Many data center applications should stay online without interrupts for business administration reasons. To fulfill this requirement, an efficient protection from hardware failures is needed. Cluster solution can grant such protection. In case of a disaster, they are responsible for migrating applications onto alternative hardware. Another suitable host takes over the application in such cases. Offline times are avoided. This procedure, however, requires an abstract access to the hardware resources. Processes and applications must be described and adjusted if necessary.

Active/active, active/passive or none of them?
Conventional cluster solutions are known to be either active/active or active/passive. The active/active solutions require at least two application servers to be online, and in case of the failure of one server, the second server takes over the duties of the first. The active/passive solutions require one standby-device to be online, which can take over the job of a primary system in case of its failure. Although also such architectures are supported, the OSL cluster concept is not limited to these two traditional approaches. The OSL UVE can also represent much more intelligent configurations. Our software controls your cluster applications automatically via resource-based application self-management and assigns them to the hosts that are available according to their resource requirements. In cases of hardware failures the affected applications are reordered and assigned to the remaining hosts according to their priorities:

The OSL user assigns priorities to the applications. Based on the performance benchmarks, the application descriptions and priorities, the applications get assigned to different nodes in the cluster.  This can happen automatically depending on the capacity of the available hardware.

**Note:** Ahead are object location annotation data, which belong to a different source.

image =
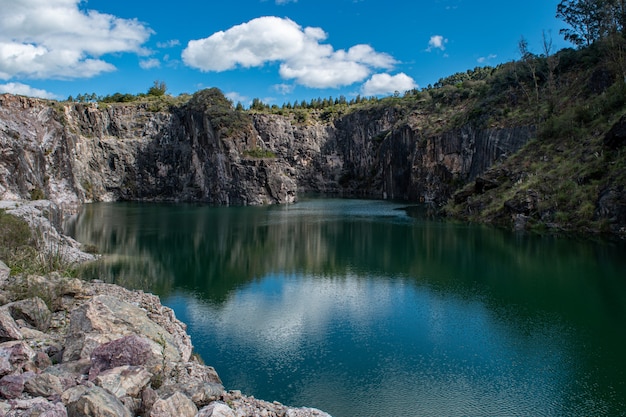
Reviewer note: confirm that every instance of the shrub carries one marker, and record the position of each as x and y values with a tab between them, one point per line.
15	235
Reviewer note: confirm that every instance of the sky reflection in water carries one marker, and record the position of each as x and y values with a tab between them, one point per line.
358	309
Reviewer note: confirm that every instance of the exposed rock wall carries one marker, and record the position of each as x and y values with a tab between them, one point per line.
75	153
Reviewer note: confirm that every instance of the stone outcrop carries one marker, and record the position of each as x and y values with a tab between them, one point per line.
107	351
72	153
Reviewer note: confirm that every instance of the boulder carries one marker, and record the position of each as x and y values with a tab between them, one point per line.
104	318
15	357
5	271
8	327
12	386
128	350
83	401
124	380
33	311
70	373
616	136
216	409
176	405
36	407
44	385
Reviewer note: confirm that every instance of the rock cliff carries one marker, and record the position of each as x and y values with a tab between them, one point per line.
72	153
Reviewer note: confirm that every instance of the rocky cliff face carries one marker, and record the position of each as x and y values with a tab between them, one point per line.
75	153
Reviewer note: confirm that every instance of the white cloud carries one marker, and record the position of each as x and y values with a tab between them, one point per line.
385	84
300	53
284	88
169	44
484	59
236	97
25	90
56	39
437	42
150	63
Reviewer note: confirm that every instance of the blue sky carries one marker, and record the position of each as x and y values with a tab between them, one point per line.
275	50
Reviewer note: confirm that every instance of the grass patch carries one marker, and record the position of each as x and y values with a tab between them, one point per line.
23	251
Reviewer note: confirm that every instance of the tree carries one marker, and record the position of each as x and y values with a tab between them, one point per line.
591	20
158	89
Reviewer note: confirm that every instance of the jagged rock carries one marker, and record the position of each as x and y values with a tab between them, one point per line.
8	327
5	271
104	318
124	380
82	401
148	398
216	409
12	386
201	393
33	311
129	350
15	357
176	405
44	385
133	404
616	137
70	373
36	407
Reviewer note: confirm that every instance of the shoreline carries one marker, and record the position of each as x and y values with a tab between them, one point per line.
73	347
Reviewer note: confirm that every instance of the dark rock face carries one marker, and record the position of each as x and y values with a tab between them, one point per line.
75	153
616	137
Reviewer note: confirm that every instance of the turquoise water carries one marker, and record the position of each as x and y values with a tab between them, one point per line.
367	308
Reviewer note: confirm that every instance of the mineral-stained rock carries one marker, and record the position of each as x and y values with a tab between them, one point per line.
105	317
83	401
36	407
8	327
12	386
124	380
32	310
176	405
216	409
129	350
15	357
70	373
148	398
44	385
5	271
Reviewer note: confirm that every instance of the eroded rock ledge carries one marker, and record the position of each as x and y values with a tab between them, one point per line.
75	348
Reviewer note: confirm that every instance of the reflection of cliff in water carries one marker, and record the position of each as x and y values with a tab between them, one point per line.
213	250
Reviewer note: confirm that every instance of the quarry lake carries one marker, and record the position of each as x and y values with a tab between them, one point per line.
371	308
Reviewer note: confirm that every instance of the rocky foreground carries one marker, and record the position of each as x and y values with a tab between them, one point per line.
75	348
102	350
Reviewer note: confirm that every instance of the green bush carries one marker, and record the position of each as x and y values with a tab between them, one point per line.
15	235
259	153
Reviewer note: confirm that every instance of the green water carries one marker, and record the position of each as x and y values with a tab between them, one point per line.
363	308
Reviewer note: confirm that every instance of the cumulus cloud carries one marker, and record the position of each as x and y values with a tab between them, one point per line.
150	63
56	39
484	59
25	90
299	51
385	83
169	44
437	42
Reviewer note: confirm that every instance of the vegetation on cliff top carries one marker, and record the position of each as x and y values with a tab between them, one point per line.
572	97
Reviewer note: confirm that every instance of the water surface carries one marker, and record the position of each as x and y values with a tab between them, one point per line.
363	308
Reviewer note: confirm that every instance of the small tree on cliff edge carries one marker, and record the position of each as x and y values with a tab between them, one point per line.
591	20
158	89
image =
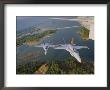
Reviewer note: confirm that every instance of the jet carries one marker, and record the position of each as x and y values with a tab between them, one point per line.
72	49
45	46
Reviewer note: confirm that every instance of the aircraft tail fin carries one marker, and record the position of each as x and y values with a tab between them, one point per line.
72	41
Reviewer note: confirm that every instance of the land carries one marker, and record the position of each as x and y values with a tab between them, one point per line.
84	33
33	39
68	66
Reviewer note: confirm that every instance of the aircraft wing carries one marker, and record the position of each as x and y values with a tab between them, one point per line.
79	47
38	46
53	46
59	47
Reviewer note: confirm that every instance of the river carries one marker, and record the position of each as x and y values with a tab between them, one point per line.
65	30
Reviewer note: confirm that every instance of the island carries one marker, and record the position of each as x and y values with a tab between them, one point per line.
34	38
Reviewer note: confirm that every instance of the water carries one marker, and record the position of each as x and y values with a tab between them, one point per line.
30	53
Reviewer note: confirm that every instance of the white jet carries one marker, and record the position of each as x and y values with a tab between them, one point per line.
72	49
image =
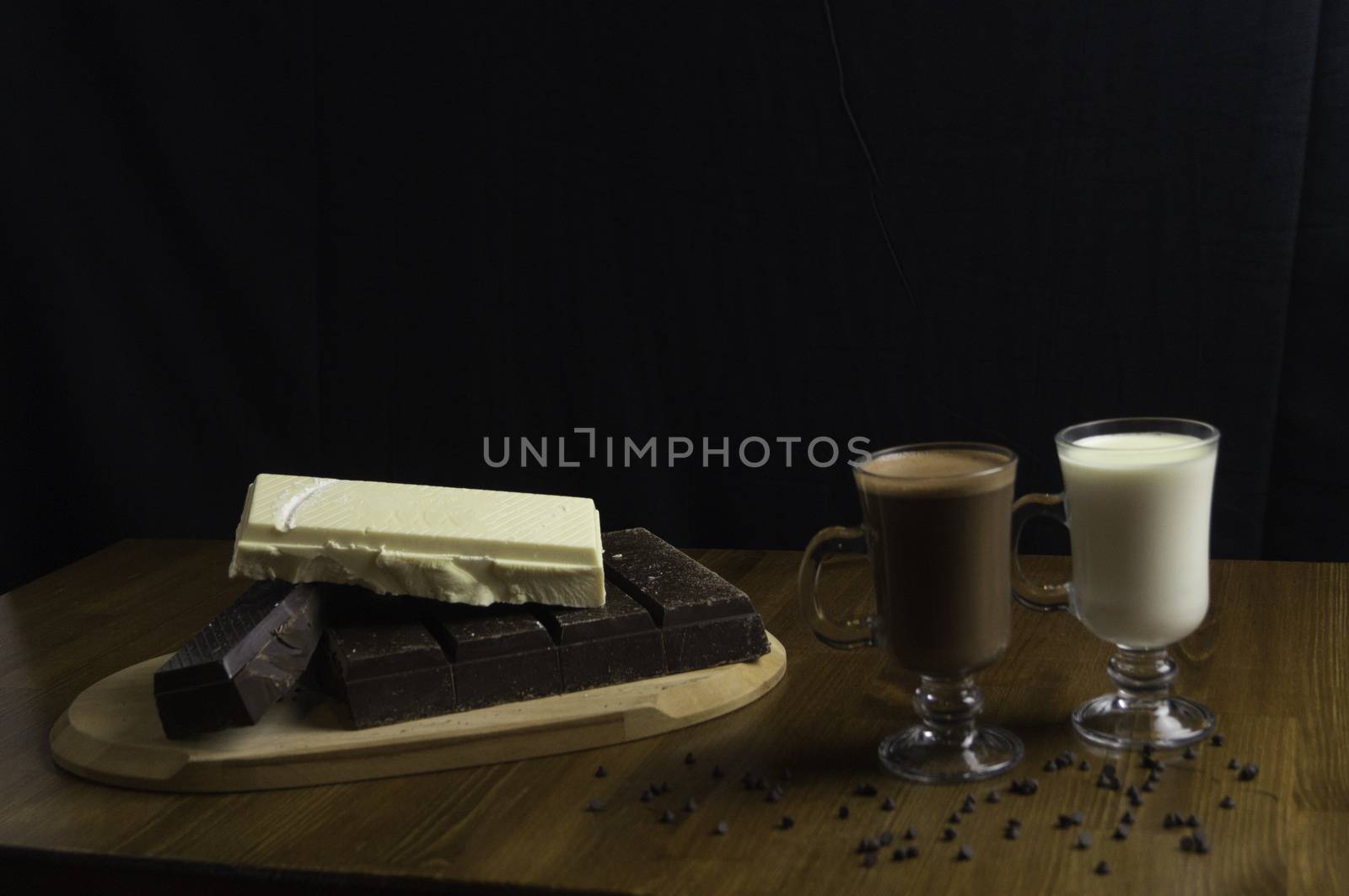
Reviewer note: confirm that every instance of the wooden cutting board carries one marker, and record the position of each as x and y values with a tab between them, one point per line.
111	733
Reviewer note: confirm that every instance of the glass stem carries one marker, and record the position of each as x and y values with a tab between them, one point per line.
1143	675
949	707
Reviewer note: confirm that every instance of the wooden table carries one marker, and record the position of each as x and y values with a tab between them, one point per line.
1272	662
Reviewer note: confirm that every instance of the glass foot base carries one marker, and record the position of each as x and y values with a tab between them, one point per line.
921	754
1126	723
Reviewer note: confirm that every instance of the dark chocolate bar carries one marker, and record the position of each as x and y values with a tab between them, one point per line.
705	620
605	646
245	660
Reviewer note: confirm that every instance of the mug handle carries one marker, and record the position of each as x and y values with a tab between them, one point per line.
1027	593
842	636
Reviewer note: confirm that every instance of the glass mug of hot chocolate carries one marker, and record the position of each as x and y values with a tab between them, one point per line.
935	527
1137	500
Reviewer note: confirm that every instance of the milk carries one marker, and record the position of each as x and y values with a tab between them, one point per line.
1137	509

If a cluster node experiences a failure, the cluster launches the process of the redistribution of the applications over the remaining cluster nodes. Applications with higher priorities can even drive away the applications with lower priorities, so that the applications with higher priorities can stay online. This way the user can assign higher priorities to the production applications, and lower priorities to the test, development or QA applications, so that the important applications stay available even in case of disaster.

If the failed hardware later becomes online again, the stopped applications can be restarted. Another migration of the running applications is not necessarily required then.